Effect of Text Processing Steps on Twitter Sentiment Classification using Word Embedding
This work addresses the need for domain-specific text processing in sentiment analysis for social media applications, though it is incremental in refining existing methods.
The paper tackled the problem of optimizing text processing steps for Twitter sentiment classification, finding that common steps like stop word removal and averaging word vectors negatively affect performance, and proposed new steps that achieved an average AUC of 88.4 on 14,640 tweets.

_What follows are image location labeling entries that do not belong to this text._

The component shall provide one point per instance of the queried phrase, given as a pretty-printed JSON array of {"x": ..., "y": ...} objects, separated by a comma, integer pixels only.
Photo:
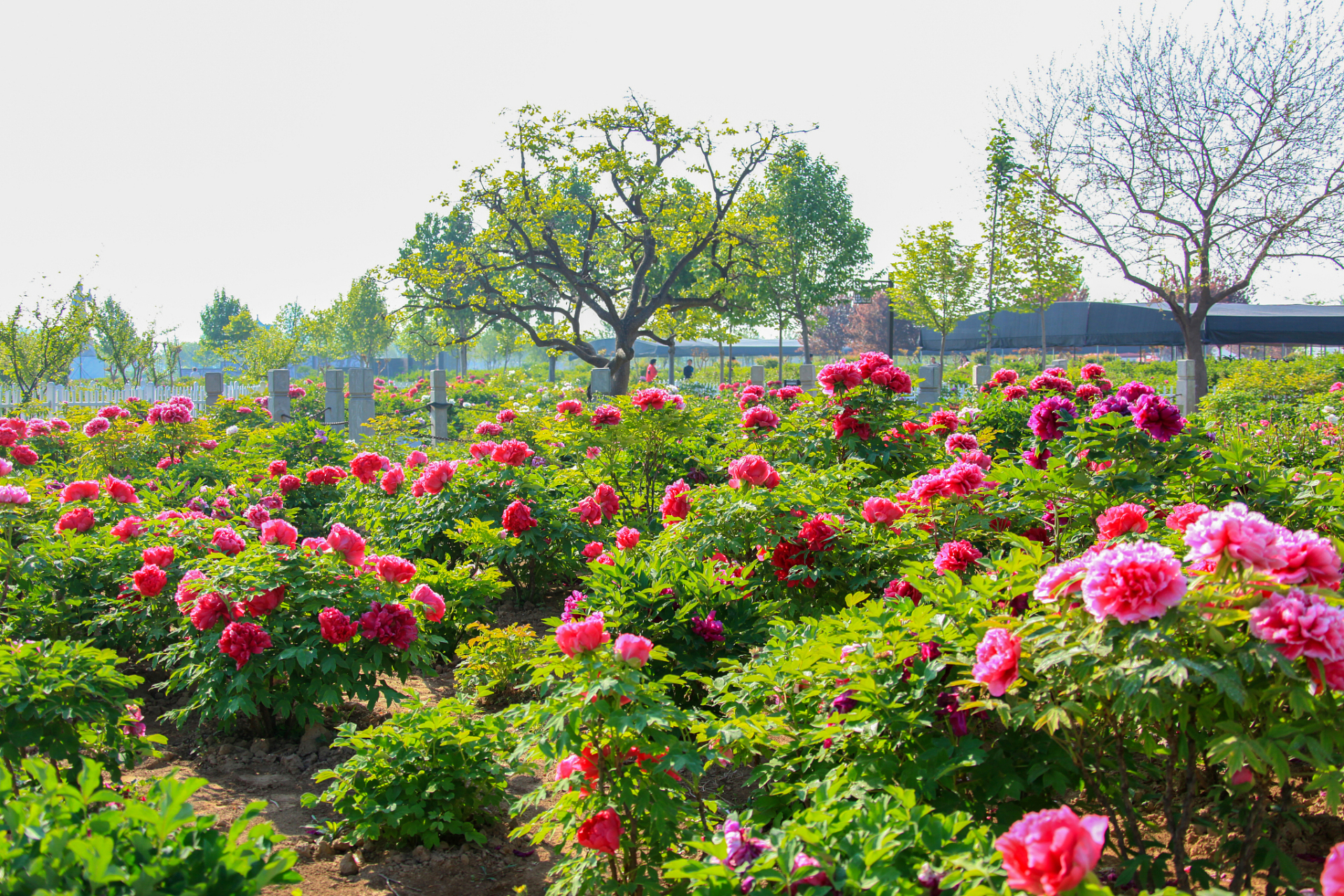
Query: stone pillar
[
  {"x": 360, "y": 402},
  {"x": 438, "y": 405},
  {"x": 1187, "y": 387},
  {"x": 930, "y": 390},
  {"x": 600, "y": 381},
  {"x": 335, "y": 386},
  {"x": 808, "y": 378},
  {"x": 277, "y": 394},
  {"x": 214, "y": 386}
]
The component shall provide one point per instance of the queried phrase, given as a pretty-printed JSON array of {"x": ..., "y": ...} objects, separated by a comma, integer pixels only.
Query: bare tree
[{"x": 1179, "y": 155}]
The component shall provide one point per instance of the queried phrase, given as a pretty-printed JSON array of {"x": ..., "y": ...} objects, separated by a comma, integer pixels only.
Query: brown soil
[{"x": 244, "y": 769}]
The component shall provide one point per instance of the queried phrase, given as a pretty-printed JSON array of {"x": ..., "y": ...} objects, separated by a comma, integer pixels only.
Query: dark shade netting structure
[{"x": 1088, "y": 324}]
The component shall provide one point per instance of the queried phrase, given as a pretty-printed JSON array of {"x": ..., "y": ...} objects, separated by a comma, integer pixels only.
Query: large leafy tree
[
  {"x": 1040, "y": 270},
  {"x": 936, "y": 280},
  {"x": 38, "y": 344},
  {"x": 820, "y": 248},
  {"x": 1179, "y": 155},
  {"x": 604, "y": 218}
]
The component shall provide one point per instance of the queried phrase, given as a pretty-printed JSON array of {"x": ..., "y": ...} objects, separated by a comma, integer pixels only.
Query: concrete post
[
  {"x": 930, "y": 390},
  {"x": 1187, "y": 387},
  {"x": 438, "y": 405},
  {"x": 360, "y": 402},
  {"x": 335, "y": 386},
  {"x": 808, "y": 377},
  {"x": 214, "y": 386},
  {"x": 277, "y": 394},
  {"x": 600, "y": 381}
]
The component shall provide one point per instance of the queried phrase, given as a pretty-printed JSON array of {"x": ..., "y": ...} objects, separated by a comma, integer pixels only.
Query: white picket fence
[{"x": 57, "y": 397}]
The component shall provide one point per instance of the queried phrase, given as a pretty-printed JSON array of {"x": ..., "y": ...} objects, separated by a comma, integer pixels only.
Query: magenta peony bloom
[
  {"x": 1300, "y": 624},
  {"x": 1050, "y": 852},
  {"x": 1133, "y": 582},
  {"x": 996, "y": 660},
  {"x": 632, "y": 649},
  {"x": 580, "y": 637},
  {"x": 1238, "y": 533},
  {"x": 1046, "y": 418}
]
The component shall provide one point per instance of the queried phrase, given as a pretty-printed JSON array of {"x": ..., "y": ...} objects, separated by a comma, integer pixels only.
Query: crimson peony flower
[
  {"x": 279, "y": 532},
  {"x": 760, "y": 418},
  {"x": 676, "y": 505},
  {"x": 78, "y": 520},
  {"x": 150, "y": 580},
  {"x": 242, "y": 640},
  {"x": 1121, "y": 519},
  {"x": 227, "y": 542},
  {"x": 511, "y": 453},
  {"x": 1049, "y": 416},
  {"x": 601, "y": 832},
  {"x": 85, "y": 491},
  {"x": 390, "y": 624},
  {"x": 585, "y": 636},
  {"x": 632, "y": 649},
  {"x": 518, "y": 519},
  {"x": 1238, "y": 533},
  {"x": 606, "y": 415},
  {"x": 336, "y": 626},
  {"x": 836, "y": 379},
  {"x": 393, "y": 479},
  {"x": 955, "y": 556},
  {"x": 1133, "y": 582},
  {"x": 124, "y": 531},
  {"x": 396, "y": 570},
  {"x": 435, "y": 606},
  {"x": 1050, "y": 852},
  {"x": 1300, "y": 624},
  {"x": 996, "y": 660},
  {"x": 368, "y": 465},
  {"x": 159, "y": 555}
]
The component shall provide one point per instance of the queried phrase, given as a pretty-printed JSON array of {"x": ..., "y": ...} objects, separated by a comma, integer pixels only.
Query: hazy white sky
[{"x": 164, "y": 149}]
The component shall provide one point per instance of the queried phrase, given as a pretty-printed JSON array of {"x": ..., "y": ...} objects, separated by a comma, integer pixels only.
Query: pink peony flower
[
  {"x": 1182, "y": 516},
  {"x": 955, "y": 556},
  {"x": 1133, "y": 582},
  {"x": 882, "y": 512},
  {"x": 585, "y": 636},
  {"x": 1050, "y": 852},
  {"x": 836, "y": 379},
  {"x": 435, "y": 606},
  {"x": 1238, "y": 533},
  {"x": 1310, "y": 558},
  {"x": 632, "y": 649},
  {"x": 996, "y": 660},
  {"x": 1300, "y": 624},
  {"x": 396, "y": 570},
  {"x": 150, "y": 580},
  {"x": 1121, "y": 519},
  {"x": 518, "y": 519},
  {"x": 349, "y": 543},
  {"x": 388, "y": 624},
  {"x": 336, "y": 626},
  {"x": 601, "y": 832},
  {"x": 241, "y": 641}
]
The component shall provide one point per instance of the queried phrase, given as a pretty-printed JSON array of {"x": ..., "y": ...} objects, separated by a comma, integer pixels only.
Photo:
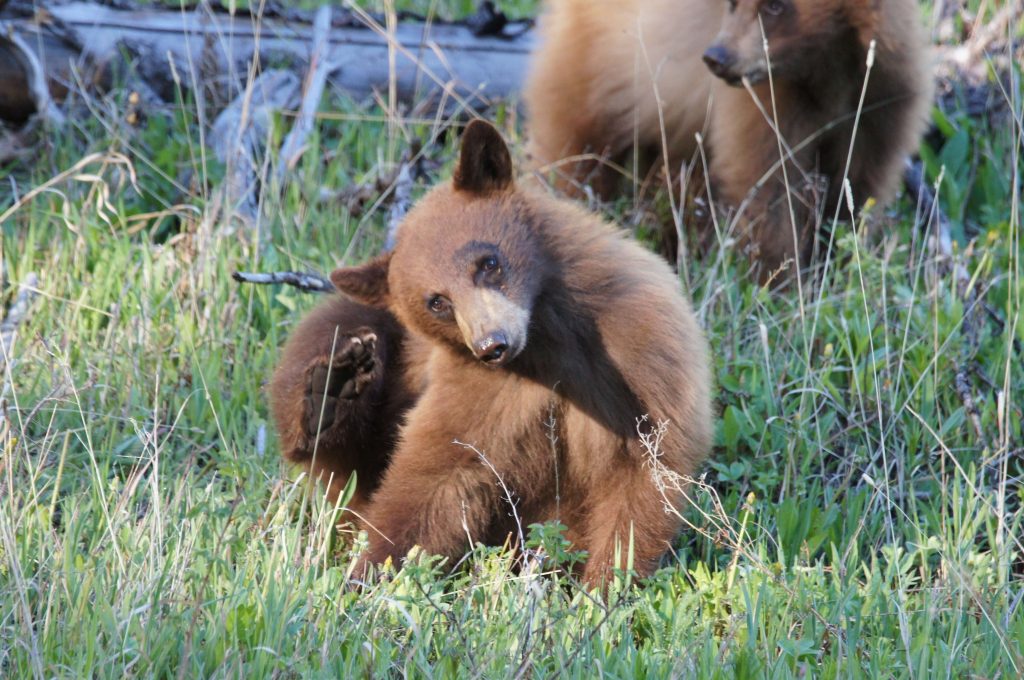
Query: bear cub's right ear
[
  {"x": 484, "y": 163},
  {"x": 366, "y": 283}
]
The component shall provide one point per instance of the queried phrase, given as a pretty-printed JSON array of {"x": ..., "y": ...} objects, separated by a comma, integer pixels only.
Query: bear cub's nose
[
  {"x": 719, "y": 59},
  {"x": 492, "y": 349}
]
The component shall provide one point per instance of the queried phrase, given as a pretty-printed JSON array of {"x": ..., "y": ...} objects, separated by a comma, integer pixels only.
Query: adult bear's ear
[
  {"x": 366, "y": 283},
  {"x": 484, "y": 164}
]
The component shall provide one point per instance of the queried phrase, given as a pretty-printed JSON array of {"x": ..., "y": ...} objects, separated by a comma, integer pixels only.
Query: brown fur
[
  {"x": 356, "y": 432},
  {"x": 597, "y": 334},
  {"x": 603, "y": 66}
]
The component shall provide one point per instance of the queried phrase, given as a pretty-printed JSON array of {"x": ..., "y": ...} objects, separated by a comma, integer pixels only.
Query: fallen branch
[
  {"x": 307, "y": 282},
  {"x": 432, "y": 60},
  {"x": 240, "y": 133},
  {"x": 30, "y": 94}
]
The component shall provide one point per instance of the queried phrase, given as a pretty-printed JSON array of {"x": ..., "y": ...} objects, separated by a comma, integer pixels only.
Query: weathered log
[{"x": 411, "y": 60}]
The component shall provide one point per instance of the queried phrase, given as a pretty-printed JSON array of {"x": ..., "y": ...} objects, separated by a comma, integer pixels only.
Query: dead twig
[
  {"x": 970, "y": 408},
  {"x": 16, "y": 314},
  {"x": 320, "y": 68},
  {"x": 401, "y": 200},
  {"x": 306, "y": 282}
]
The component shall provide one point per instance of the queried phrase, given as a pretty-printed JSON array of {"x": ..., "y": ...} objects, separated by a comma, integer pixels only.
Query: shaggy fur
[
  {"x": 603, "y": 67},
  {"x": 544, "y": 336},
  {"x": 339, "y": 413}
]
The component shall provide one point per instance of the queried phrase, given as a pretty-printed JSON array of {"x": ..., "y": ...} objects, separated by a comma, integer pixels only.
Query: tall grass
[{"x": 861, "y": 515}]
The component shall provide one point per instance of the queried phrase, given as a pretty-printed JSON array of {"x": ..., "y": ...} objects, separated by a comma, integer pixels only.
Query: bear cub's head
[
  {"x": 469, "y": 260},
  {"x": 800, "y": 34}
]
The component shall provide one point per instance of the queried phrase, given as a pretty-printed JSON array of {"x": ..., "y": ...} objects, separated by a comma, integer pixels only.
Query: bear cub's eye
[
  {"x": 438, "y": 304},
  {"x": 488, "y": 264}
]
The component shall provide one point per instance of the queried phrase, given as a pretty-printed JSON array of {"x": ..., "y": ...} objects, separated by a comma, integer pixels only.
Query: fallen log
[{"x": 449, "y": 64}]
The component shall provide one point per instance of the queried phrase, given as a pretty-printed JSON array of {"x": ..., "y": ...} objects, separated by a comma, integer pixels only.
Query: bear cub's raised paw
[{"x": 333, "y": 382}]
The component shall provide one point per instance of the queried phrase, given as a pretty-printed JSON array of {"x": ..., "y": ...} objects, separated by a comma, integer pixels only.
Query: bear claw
[{"x": 334, "y": 382}]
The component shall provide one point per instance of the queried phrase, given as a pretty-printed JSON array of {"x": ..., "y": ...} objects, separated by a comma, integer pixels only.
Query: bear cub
[{"x": 510, "y": 341}]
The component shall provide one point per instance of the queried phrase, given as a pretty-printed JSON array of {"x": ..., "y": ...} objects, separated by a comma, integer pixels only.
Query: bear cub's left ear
[
  {"x": 484, "y": 164},
  {"x": 366, "y": 283}
]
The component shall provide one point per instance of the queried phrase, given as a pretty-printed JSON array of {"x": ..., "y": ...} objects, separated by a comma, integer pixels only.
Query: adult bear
[
  {"x": 647, "y": 75},
  {"x": 542, "y": 345}
]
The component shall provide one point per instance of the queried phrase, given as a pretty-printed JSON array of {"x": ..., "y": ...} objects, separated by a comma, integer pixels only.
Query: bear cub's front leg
[
  {"x": 334, "y": 382},
  {"x": 339, "y": 394}
]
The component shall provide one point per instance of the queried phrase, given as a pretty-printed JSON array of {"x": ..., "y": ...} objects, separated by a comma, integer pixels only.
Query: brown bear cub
[
  {"x": 612, "y": 76},
  {"x": 539, "y": 344}
]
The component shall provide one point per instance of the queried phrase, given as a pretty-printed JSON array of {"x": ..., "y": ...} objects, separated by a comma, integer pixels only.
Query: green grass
[{"x": 854, "y": 523}]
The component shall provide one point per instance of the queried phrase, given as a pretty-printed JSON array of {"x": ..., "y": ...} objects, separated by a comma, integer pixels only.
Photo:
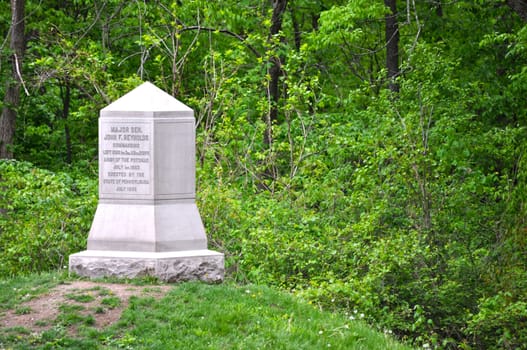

Processing of raw text is the crucial first step in text classification and sentiment analysis. However, text processing steps are often performed using off-the-shelf routines and pre-built word dictionaries without optimizing for domain, application, and context. This paper investigates the effect of seven text processing scenarios on a particular text domain (Twitter) and application (sentiment classification). Skip gram-based word embeddings are developed to include Twitter colloquial words, emojis, and hashtag keywords that are often removed for being unavailable in conventional literature corpora. Our experiments reveal negative effects on sentiment classification of two common text processing steps: 1) stop word removal and 2) averaging of word vectors to represent individual tweets. New effective steps for 1) including non-ASCII emoji characters, 2) measuring word importance from word embedding, 3) aggregating word vectors into a tweet embedding, and 4) developing linearly separable feature space have been proposed to optimize the sentiment classification pipeline. The best combination of text processing steps yields the highest average area under the curve (AUC) of 88.4 (+/-0.4) in classifying 14,640 tweets with three sentiment labels. Word selection from context-driven word embedding reveals that only the ten most important words in Tweets cumulatively yield over 98% of the maximum accuracy. Results demonstrate a means for data-driven selection of important words in tweet classification as opposed to using pre-built word dictionaries. The proposed tweet embedding is robust to and alleviates the need for several text processing steps.